The biggies for me were:

(1) In the Vostok data, the CO2 rose 800 years after the temperature rose --
same for going down. So, CO2 didn't cause the temperature; instead something
else caused the temperature (the movie claims sub spots) and the temperature
caused the CO2. Seems pretty solid.

(2) Since year 1000, through The Little Ice Age and during the cooling from
1940 to 1975 or wherever it was, I could take seriously the sun spot
explanation and not believe the CO2 explanation.

For cosmic rays going back hundreds of thousands or millions of years, they
were not clear on just how they measured that. We have suspect some isotopes
and their decay products. It would have been better to have been clear on
that.

For me, the main point was that CO2 is essentially irrelevant. That's
important. That the sun spots make a better explanation is clear from the
graphs, but that stuff about the solar wind blocking the cosmic rays that
would create water droplets and, thus, clouds could use a lot of detail.

Also, for people who do understand the greenhouse effect, their presentation
was maybe correct if put a lot of weight on just one word they used at one
point, but, really, their graph missed a biggie point: The visible sun light
can reach the ground and heat it, and, then, the ground radiates like a Planck
black body in the infrared, and it's that infrared that CO2 can absorb. That
is, the CO2 can't absorb the visible. E.g., to see this, just exhale and
observe that the CO2 is invisible. But it's not invisible in the infrared.
That is, if look at their diagram, one could ask how the light was able to get
through the atmosphere and to the ground but, then, bounce off the ground and
get captured by CO2 on the way out? Well, the light didn't really bounce off
the ground. Instead the visible light warmed the ground which radiated in the
infrared. Okay.

My ugrad physics prof was big on infrared radiography, and I took his course.
Arguing the details of the greenhouse effect could be a lot of work. Given
that the CO2 levels don't fit the temperature levels well, to heck with
working so hard on those details.

The Wunsch remark does seem to lead to a clarification of the rising CO2
concentration: That is, since CO2 from humans is such a tiny fraction of CO2
sources, how come more human activity has led to significantly higher levels
of CO2? Well, apparently the answer would be that the warming was caused by
sun spots; the ocean warmed; and CO2 was not from humans but from the warmer
ocean. Some numbers would be nice to have.
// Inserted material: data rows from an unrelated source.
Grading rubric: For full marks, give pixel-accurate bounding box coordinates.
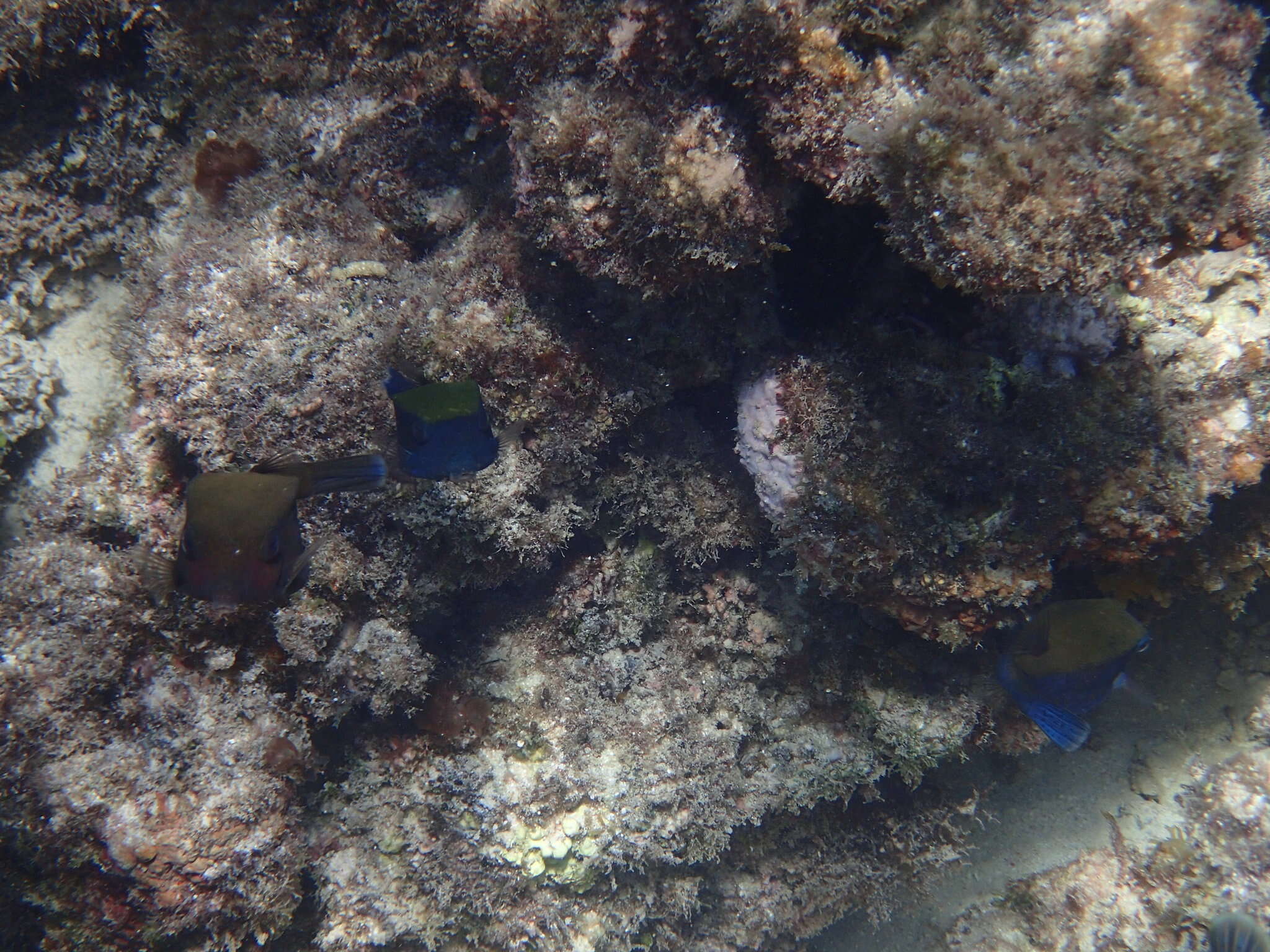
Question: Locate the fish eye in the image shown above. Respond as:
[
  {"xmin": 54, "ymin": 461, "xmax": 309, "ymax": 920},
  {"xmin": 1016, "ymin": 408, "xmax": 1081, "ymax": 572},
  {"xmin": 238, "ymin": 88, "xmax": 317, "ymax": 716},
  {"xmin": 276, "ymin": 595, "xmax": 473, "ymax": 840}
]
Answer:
[{"xmin": 264, "ymin": 529, "xmax": 282, "ymax": 562}]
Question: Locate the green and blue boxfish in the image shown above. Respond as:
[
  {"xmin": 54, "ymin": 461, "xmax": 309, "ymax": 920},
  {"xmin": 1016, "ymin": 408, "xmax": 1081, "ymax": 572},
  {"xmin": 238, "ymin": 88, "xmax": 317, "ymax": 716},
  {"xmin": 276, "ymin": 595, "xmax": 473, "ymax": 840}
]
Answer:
[
  {"xmin": 997, "ymin": 598, "xmax": 1150, "ymax": 750},
  {"xmin": 383, "ymin": 369, "xmax": 518, "ymax": 480},
  {"xmin": 141, "ymin": 454, "xmax": 388, "ymax": 606}
]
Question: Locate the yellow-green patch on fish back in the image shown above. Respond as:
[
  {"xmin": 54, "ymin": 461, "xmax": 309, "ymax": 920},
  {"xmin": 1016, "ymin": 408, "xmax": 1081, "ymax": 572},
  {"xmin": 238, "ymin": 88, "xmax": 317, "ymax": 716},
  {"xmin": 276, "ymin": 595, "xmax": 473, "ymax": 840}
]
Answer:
[{"xmin": 1011, "ymin": 598, "xmax": 1145, "ymax": 678}]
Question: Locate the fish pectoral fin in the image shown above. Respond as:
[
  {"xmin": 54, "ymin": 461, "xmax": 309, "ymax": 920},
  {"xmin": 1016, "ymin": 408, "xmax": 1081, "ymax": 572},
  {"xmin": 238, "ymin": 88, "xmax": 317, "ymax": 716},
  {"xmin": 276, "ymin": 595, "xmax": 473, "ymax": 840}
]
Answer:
[
  {"xmin": 252, "ymin": 449, "xmax": 303, "ymax": 475},
  {"xmin": 132, "ymin": 549, "xmax": 177, "ymax": 606},
  {"xmin": 1023, "ymin": 700, "xmax": 1090, "ymax": 751},
  {"xmin": 498, "ymin": 420, "xmax": 527, "ymax": 457}
]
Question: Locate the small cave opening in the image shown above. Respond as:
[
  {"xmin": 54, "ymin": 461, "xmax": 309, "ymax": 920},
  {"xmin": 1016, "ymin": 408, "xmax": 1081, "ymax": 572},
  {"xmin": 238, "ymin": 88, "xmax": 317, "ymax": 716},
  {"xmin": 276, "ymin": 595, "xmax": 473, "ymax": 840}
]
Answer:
[{"xmin": 772, "ymin": 185, "xmax": 979, "ymax": 344}]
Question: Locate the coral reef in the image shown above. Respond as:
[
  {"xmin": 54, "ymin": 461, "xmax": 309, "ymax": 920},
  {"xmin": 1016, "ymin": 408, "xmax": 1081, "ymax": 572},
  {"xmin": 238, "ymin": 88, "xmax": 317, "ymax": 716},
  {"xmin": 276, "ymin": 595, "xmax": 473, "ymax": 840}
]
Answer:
[{"xmin": 0, "ymin": 0, "xmax": 1270, "ymax": 952}]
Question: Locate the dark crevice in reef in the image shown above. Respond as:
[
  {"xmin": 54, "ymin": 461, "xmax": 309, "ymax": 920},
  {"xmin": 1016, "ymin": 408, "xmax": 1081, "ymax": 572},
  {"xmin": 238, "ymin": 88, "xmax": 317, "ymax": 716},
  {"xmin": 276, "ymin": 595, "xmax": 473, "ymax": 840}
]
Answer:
[
  {"xmin": 0, "ymin": 834, "xmax": 45, "ymax": 952},
  {"xmin": 773, "ymin": 187, "xmax": 977, "ymax": 344},
  {"xmin": 0, "ymin": 22, "xmax": 150, "ymax": 167}
]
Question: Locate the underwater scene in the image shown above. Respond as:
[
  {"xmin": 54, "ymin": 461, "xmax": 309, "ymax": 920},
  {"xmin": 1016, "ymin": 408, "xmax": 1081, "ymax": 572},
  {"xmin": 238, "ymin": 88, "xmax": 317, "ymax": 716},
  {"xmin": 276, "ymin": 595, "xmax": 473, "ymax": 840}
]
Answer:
[{"xmin": 0, "ymin": 0, "xmax": 1270, "ymax": 952}]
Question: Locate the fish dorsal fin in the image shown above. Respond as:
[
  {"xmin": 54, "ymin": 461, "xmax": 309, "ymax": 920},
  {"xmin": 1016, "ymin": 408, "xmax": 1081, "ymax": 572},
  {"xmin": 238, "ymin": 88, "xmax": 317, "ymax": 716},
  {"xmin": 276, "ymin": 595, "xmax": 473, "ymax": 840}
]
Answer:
[{"xmin": 252, "ymin": 449, "xmax": 303, "ymax": 475}]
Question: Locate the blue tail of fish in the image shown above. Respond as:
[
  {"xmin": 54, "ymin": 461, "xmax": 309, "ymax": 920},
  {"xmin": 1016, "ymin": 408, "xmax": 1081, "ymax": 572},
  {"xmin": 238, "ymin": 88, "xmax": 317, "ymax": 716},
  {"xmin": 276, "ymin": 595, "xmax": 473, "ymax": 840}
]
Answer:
[
  {"xmin": 383, "ymin": 367, "xmax": 419, "ymax": 397},
  {"xmin": 1208, "ymin": 913, "xmax": 1270, "ymax": 952},
  {"xmin": 997, "ymin": 654, "xmax": 1090, "ymax": 751},
  {"xmin": 1016, "ymin": 698, "xmax": 1090, "ymax": 751}
]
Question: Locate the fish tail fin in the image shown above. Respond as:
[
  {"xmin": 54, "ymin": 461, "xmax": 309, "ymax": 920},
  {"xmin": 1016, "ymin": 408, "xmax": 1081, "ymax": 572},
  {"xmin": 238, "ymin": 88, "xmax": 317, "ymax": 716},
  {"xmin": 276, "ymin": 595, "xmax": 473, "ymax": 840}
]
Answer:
[
  {"xmin": 1020, "ymin": 699, "xmax": 1090, "ymax": 751},
  {"xmin": 383, "ymin": 367, "xmax": 419, "ymax": 397},
  {"xmin": 283, "ymin": 453, "xmax": 389, "ymax": 499},
  {"xmin": 132, "ymin": 549, "xmax": 177, "ymax": 606},
  {"xmin": 1208, "ymin": 913, "xmax": 1270, "ymax": 952}
]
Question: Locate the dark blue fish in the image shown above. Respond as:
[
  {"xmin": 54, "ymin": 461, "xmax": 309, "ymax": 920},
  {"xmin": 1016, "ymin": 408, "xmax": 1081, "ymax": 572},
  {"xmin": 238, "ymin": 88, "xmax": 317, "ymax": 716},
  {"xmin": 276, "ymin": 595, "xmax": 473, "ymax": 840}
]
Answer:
[
  {"xmin": 383, "ymin": 369, "xmax": 499, "ymax": 480},
  {"xmin": 997, "ymin": 598, "xmax": 1150, "ymax": 750},
  {"xmin": 1208, "ymin": 913, "xmax": 1270, "ymax": 952},
  {"xmin": 141, "ymin": 456, "xmax": 388, "ymax": 606}
]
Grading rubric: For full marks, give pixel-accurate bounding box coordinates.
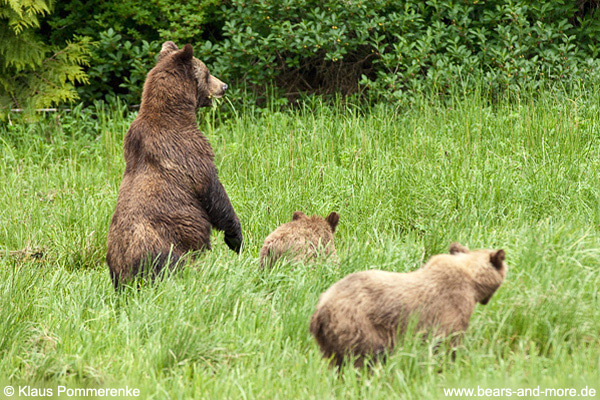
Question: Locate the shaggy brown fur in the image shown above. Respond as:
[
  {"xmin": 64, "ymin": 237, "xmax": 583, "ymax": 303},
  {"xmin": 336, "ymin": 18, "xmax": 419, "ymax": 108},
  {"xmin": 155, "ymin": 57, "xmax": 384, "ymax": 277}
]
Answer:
[
  {"xmin": 260, "ymin": 211, "xmax": 340, "ymax": 267},
  {"xmin": 310, "ymin": 243, "xmax": 508, "ymax": 367},
  {"xmin": 106, "ymin": 42, "xmax": 242, "ymax": 288}
]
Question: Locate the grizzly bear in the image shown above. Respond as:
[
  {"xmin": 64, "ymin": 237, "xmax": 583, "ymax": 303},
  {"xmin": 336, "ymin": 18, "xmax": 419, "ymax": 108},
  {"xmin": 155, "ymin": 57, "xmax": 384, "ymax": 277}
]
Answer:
[
  {"xmin": 106, "ymin": 41, "xmax": 242, "ymax": 288},
  {"xmin": 310, "ymin": 243, "xmax": 508, "ymax": 368},
  {"xmin": 260, "ymin": 211, "xmax": 340, "ymax": 268}
]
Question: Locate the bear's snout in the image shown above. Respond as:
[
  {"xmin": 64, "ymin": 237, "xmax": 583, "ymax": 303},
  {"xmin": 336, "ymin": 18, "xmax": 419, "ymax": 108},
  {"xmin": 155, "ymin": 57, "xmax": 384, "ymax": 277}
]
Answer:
[{"xmin": 208, "ymin": 75, "xmax": 229, "ymax": 98}]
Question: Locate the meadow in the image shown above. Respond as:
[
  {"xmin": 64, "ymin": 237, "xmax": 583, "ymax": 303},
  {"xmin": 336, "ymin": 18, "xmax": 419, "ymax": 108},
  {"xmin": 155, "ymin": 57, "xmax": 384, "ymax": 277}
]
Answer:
[{"xmin": 0, "ymin": 90, "xmax": 600, "ymax": 399}]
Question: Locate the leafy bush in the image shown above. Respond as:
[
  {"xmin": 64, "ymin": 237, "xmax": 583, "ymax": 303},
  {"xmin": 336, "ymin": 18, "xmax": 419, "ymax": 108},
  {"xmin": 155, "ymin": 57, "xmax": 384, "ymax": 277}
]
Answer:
[
  {"xmin": 22, "ymin": 0, "xmax": 600, "ymax": 103},
  {"xmin": 0, "ymin": 0, "xmax": 90, "ymax": 119},
  {"xmin": 79, "ymin": 28, "xmax": 160, "ymax": 104},
  {"xmin": 201, "ymin": 0, "xmax": 600, "ymax": 100}
]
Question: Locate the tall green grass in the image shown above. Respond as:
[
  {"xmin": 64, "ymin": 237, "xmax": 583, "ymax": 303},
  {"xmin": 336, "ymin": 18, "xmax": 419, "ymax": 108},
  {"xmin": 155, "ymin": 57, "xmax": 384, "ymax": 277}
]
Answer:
[{"xmin": 0, "ymin": 91, "xmax": 600, "ymax": 399}]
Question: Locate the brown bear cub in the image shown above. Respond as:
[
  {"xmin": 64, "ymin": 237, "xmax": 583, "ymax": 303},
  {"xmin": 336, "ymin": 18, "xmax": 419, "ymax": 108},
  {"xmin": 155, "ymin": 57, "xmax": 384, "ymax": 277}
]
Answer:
[
  {"xmin": 310, "ymin": 243, "xmax": 508, "ymax": 368},
  {"xmin": 106, "ymin": 41, "xmax": 242, "ymax": 288},
  {"xmin": 260, "ymin": 211, "xmax": 340, "ymax": 268}
]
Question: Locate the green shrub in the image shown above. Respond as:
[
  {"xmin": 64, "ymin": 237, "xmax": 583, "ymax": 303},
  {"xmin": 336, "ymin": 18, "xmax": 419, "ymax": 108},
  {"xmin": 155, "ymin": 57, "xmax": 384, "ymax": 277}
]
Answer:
[
  {"xmin": 201, "ymin": 0, "xmax": 600, "ymax": 104},
  {"xmin": 35, "ymin": 0, "xmax": 600, "ymax": 103}
]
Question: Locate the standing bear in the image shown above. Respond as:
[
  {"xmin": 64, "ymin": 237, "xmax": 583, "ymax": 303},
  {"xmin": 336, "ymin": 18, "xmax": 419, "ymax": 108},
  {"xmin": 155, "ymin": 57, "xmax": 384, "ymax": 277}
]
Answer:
[
  {"xmin": 260, "ymin": 211, "xmax": 340, "ymax": 268},
  {"xmin": 106, "ymin": 41, "xmax": 242, "ymax": 288},
  {"xmin": 310, "ymin": 243, "xmax": 508, "ymax": 368}
]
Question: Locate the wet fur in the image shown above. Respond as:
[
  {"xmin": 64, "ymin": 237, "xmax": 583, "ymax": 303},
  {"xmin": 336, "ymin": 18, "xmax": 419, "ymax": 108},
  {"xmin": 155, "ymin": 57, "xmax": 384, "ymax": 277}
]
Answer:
[
  {"xmin": 310, "ymin": 244, "xmax": 508, "ymax": 367},
  {"xmin": 106, "ymin": 42, "xmax": 242, "ymax": 288},
  {"xmin": 260, "ymin": 211, "xmax": 340, "ymax": 268}
]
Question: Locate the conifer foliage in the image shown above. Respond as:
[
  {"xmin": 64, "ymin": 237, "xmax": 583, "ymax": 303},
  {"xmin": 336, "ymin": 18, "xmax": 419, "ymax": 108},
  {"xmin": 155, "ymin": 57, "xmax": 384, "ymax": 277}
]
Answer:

It's is good to see an explanation that doesn't require us to solve the
Navier-Stokes equations each picosecond for each cubic nanometer for decades
into the future!

At this point, an awful lot of people for various reasons will have a heck of
a time accepting that CO2 has nothing to do with climate change and then a
harder time accepting that sun spots are really the answer, from the present,
going way back, millions of years. But the issue is very important.